Case Study
Friday, June 30
04:30 PM - 05:00 PM
Live in San Francisco
Less Details
The talk will focus on designing an embedded platform that exposes the hardware and software capabilities as per a fully capable robot, so that experiences can be rapidly realized. This involves exposing the actuators over their full degree of freedom, providing sensor information through a high-bandwidth and low jitter network to the control system, baking in functional safety and security into the platform so as to mitigate vulnerabilities and hazards. The layered design of platform will be highlighted, and its network abstraction and design abstraction separation elaborated. We will wrap up with some of the tooling that enables discovery of data patterns from functional safety datasets.
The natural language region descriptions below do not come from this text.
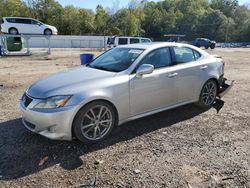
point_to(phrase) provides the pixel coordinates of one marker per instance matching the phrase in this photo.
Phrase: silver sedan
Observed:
(122, 84)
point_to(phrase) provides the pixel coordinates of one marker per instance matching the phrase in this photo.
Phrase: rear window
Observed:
(123, 41)
(183, 55)
(23, 21)
(145, 40)
(111, 40)
(134, 40)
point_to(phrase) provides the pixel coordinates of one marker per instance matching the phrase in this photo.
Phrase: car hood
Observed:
(50, 26)
(66, 82)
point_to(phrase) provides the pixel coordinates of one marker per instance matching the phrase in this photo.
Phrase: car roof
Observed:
(156, 45)
(20, 17)
(129, 37)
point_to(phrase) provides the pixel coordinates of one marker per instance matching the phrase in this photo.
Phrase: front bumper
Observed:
(225, 87)
(52, 123)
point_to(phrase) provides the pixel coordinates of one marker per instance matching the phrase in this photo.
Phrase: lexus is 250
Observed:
(122, 84)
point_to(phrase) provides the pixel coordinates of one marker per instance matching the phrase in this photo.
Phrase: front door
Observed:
(156, 90)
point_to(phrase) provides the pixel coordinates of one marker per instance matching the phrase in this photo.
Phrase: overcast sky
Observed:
(91, 4)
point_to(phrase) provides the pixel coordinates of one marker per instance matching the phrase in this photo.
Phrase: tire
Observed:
(208, 94)
(13, 31)
(89, 127)
(47, 32)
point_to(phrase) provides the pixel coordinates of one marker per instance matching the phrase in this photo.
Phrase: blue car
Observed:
(203, 42)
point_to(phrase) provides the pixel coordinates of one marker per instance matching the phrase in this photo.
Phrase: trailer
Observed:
(6, 50)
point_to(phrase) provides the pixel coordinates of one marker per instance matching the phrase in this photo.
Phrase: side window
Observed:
(145, 40)
(34, 22)
(134, 40)
(23, 21)
(11, 20)
(158, 58)
(123, 41)
(183, 55)
(197, 55)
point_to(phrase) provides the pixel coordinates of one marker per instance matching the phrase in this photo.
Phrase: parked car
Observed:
(203, 42)
(117, 41)
(122, 84)
(20, 25)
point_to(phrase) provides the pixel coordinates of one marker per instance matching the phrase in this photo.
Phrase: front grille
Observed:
(27, 100)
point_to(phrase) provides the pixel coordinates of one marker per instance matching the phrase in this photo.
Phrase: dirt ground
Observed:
(183, 147)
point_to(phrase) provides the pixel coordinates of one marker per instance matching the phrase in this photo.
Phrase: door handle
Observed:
(171, 75)
(204, 67)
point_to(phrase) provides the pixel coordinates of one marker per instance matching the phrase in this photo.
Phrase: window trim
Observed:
(174, 56)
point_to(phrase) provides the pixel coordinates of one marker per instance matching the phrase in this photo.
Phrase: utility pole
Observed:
(226, 37)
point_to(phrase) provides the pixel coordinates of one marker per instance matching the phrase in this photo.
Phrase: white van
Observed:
(116, 41)
(21, 25)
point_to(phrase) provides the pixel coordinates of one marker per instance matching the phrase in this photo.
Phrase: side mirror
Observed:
(144, 69)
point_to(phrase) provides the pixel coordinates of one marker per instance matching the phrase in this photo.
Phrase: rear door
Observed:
(156, 90)
(189, 69)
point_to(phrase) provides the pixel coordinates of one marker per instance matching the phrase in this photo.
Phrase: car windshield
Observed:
(116, 59)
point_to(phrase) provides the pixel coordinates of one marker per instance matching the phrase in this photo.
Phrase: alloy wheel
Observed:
(209, 93)
(96, 122)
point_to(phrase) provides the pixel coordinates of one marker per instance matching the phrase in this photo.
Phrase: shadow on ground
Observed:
(21, 150)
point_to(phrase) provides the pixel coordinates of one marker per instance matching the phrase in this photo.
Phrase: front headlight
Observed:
(53, 102)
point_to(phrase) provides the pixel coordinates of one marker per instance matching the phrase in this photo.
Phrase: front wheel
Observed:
(13, 31)
(47, 32)
(94, 122)
(208, 94)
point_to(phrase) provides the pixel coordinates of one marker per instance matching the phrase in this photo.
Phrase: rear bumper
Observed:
(225, 86)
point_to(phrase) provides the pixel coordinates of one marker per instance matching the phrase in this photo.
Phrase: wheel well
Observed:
(217, 83)
(13, 28)
(102, 100)
(47, 29)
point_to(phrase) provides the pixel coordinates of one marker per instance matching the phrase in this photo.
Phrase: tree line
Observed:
(220, 20)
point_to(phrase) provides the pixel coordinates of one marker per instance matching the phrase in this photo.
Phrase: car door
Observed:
(189, 70)
(23, 25)
(156, 90)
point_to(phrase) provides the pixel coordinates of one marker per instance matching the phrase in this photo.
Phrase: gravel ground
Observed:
(184, 147)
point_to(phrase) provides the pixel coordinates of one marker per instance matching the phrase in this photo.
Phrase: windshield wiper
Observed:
(101, 68)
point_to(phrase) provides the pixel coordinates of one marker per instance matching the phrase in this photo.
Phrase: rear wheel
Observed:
(94, 122)
(208, 94)
(13, 31)
(47, 32)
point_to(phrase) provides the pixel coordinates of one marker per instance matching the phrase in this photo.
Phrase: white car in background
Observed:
(123, 40)
(21, 25)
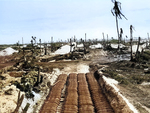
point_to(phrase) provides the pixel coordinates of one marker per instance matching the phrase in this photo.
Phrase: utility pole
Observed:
(148, 38)
(85, 37)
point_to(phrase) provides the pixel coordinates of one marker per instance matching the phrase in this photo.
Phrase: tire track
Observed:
(100, 101)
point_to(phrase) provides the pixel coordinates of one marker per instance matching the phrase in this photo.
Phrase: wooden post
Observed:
(85, 38)
(70, 45)
(148, 38)
(131, 38)
(19, 102)
(137, 51)
(39, 77)
(131, 49)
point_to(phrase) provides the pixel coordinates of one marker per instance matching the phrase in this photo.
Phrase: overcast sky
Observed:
(63, 19)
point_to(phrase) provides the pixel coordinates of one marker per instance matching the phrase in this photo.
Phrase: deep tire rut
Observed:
(76, 93)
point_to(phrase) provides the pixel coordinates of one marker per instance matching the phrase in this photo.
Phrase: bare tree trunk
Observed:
(131, 49)
(118, 33)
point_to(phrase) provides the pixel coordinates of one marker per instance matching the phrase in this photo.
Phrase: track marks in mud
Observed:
(80, 93)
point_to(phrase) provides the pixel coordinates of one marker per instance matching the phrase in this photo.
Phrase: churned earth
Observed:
(136, 91)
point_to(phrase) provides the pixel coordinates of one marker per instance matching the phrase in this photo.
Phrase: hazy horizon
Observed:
(63, 19)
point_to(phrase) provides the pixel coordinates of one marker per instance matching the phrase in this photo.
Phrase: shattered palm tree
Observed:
(116, 11)
(131, 39)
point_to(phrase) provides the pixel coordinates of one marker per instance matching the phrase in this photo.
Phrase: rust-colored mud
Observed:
(100, 102)
(53, 100)
(82, 95)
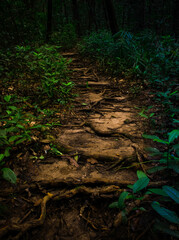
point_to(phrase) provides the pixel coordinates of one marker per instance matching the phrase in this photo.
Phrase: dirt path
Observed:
(99, 142)
(104, 132)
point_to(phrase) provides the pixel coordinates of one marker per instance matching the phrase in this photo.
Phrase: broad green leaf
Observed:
(20, 126)
(121, 200)
(9, 175)
(165, 213)
(151, 115)
(76, 158)
(21, 140)
(156, 169)
(7, 98)
(158, 191)
(13, 138)
(12, 108)
(6, 152)
(141, 174)
(176, 148)
(130, 186)
(114, 205)
(140, 184)
(36, 126)
(173, 193)
(164, 228)
(3, 133)
(11, 129)
(173, 163)
(143, 115)
(161, 141)
(1, 157)
(173, 135)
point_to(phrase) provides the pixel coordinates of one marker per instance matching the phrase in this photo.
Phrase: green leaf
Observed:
(165, 213)
(173, 135)
(151, 115)
(141, 174)
(1, 157)
(13, 138)
(161, 141)
(9, 175)
(156, 169)
(176, 148)
(173, 193)
(121, 200)
(12, 108)
(21, 140)
(140, 184)
(164, 228)
(20, 126)
(7, 98)
(158, 191)
(153, 151)
(173, 163)
(114, 205)
(6, 152)
(143, 115)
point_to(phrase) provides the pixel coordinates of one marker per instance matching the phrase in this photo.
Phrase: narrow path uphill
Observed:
(103, 132)
(102, 148)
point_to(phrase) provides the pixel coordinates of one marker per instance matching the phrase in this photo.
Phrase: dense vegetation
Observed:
(135, 40)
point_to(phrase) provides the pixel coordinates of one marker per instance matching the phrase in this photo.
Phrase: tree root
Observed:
(114, 186)
(73, 182)
(128, 209)
(22, 228)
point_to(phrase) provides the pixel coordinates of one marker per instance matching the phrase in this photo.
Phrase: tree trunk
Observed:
(111, 16)
(76, 17)
(176, 18)
(49, 20)
(92, 14)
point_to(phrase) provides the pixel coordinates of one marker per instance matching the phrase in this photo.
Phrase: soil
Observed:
(67, 197)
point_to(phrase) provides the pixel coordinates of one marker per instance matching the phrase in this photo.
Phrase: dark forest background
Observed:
(29, 20)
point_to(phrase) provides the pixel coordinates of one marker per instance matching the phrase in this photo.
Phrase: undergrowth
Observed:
(154, 60)
(31, 78)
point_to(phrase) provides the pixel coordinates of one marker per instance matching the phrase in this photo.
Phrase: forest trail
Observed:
(102, 145)
(103, 134)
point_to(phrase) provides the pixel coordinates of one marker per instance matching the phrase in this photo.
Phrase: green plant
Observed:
(66, 37)
(14, 131)
(166, 193)
(170, 157)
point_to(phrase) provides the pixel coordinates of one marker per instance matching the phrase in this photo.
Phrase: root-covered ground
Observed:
(67, 196)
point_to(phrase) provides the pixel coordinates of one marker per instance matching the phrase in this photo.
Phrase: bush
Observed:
(42, 69)
(145, 55)
(66, 37)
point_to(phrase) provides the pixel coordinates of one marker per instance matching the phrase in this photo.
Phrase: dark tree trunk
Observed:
(142, 15)
(49, 20)
(92, 14)
(76, 17)
(176, 18)
(111, 16)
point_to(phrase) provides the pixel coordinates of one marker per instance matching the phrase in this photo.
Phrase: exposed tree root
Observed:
(63, 194)
(72, 182)
(22, 228)
(128, 209)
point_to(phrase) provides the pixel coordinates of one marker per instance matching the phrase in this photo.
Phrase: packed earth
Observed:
(99, 148)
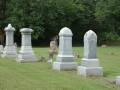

Ahsan Qamar has a multidisciplinary background in control design, mechatronics, embedded systems and Model-Based Systems Engineering (MBSE). He graduated with a MSc. in Electrical Engineering from Aalborg University Denmark, followed by a PhD. in Mechatronics from KTH-Royal Institute of Technology, Sweden. He has ten years of experience in applying systems engineering (MBSE) within automotive, aerospace, robotic manufacturing and semiconductor domains. Most recently, he has been applying systems engineering and MBSE to the design of autonomous applications, especially feature delivery, system architecture, requirement maturity, and ontological foundation for digital thread/twin. In his current role as Technical Manager, he oversees system architecture and systems engineering for development of autonomy features at Ford. He is also a principal investigator on Ford’s research efforts with Georgia Tech and Clemson, focusing on visual analytics and variant management, that led to the development of tools as Datahawk, SafetyLens and DigitalLens. Dr. Qamar is an invited speaker for several systems engineering, safety and model-driven engineering conferences, and reviews research publications for many journals within these areas.